In technology, the low end always eats the high end. It’s easier to make an inexpensive product more powerful than to make a powerful product cheaper.[…] It’s very dangerous to let anyone fly under you. If you have the cheapest, easiest product, you’ll own the low end. And if you don’t, you’re in the crosshairs of whoever does. – Paul Graham

A lot of business is boring – for me anyway. I’m not very good at buying stuff in the first place so trying to figure out how to sell it is even less fun. But economics and value is mostly comes down to selling something to someone else. So it makes sense to try and get better at it – but where do you start?

At one end you have commodities. Things that are the same whoever you get them from. More and more things are commodities these days. Buying commodities comes down to getting them at the lowest price and that’s where markets come in. Traditionally, commodities used to be things like copper or coffee but these days they’ve started to include much of the stuff you buy on markets like Amazon or Ebay.

Let’s say you want to buy a webcam, for instance, there will be lots of options of things that seem mostly the same and it will come down to price. Sellers can improve their sales by optimising their listings, following the suggestions by the platform on best practice. Marketing these products comes down to making sure that information and images are clear enough so that a customer goes ahead with a transaction.
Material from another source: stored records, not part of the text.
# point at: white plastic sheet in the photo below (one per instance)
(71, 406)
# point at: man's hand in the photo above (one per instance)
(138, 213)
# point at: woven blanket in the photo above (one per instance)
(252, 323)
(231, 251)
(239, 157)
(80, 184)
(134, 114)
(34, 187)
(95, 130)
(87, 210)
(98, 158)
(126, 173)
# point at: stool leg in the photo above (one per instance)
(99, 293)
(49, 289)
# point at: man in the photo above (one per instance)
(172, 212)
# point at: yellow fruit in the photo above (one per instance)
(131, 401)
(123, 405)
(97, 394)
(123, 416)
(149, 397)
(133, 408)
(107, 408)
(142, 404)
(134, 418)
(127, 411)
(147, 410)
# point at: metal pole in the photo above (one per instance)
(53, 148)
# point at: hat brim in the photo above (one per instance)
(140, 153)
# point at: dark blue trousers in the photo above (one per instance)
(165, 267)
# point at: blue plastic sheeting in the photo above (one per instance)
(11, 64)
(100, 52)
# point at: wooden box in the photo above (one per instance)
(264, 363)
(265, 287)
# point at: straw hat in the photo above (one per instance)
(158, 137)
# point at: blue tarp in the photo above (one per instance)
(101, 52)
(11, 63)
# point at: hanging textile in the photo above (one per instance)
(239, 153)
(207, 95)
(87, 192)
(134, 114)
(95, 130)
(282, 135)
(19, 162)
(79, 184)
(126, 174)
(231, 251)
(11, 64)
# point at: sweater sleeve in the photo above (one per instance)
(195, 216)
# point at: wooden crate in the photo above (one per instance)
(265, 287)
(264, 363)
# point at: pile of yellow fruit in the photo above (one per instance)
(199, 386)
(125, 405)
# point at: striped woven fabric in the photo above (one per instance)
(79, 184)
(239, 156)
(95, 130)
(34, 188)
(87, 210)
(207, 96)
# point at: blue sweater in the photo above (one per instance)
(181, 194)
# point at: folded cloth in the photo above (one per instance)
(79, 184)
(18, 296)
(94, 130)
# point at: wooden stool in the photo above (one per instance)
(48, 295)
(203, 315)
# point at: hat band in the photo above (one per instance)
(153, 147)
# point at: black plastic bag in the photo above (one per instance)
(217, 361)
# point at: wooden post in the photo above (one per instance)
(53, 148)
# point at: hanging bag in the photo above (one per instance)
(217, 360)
This “transactional” approach to buying a product is what marks it out as a commodity. Information and price are the two things that matter. Buyers use information to reassure themselves that they are getting what they need and use price to pick the particular item that they buy. And the better marketers get at pulling together the information that customers are looking for the more likely they are to make sales.

At the other end of the range you don’t really have products. You have customer needs, possibly ones that they don’t even understand themselves. People often think that the starting point is solving problems for customers. In fact, the starting point is more often problem finding – figuring out what the problem is in the first place.

This is the space for what Neal Rackham, one of the few researchers into sales, calls consultative selling. It’s working with users to figure out what the problems are in the first place and then working on solutions to them. The solutions we come up with these days are often a combination of process changes and software tools. At the same time many of these solutions don’t work – software solutions often run into trouble. For example, why do we see reports like this: “The key battleground will be the tech behind the passports. As the disastrous, and expensive, NHS Test and Trace app showed, the infrastructure is not easy to build.”

If you want to build something that works then you’re best off keeping it simple. This is hard to do because we’re trained to think that new is better, novel is good. And new and novel is good if you’re doing research and trying to push the boundaries of knowledge. But useful things are often simple and utilitarian – they get the job done with a minimum of fuss. And because they’re good you use them more and make them more powerful – eventually overtaking the more complex pieces of software that try and do everything.

This is one of the reasons why free software is so popular – the code often starts with someone writing something for themselves. The popular art program MyPaint started off because Martin Renold wanted a simple digital canvas with brushes. It’s simple but amazingly good for artists who just want to get on and make stuff. And there isn’t a commercial product out there that has the same feel and efficiency for the task that Martin and others need to do.

Paul Graham, the founder of YCombinator, knows a thing or two about startups, and what he has to say resonates with Neal Rackham’s research. It’s hard to go from big to small, from high end to low end, from complex to simple. It’s much easier to go the other way. So, if you’re not keeping things as simple and cheap as you can, there’s a good chance there’s someone else doing something that’s going to make your product and business irrelevant. After all, as Andy Grove, Intel’s CEO used to say, “Only the paranoid survive.”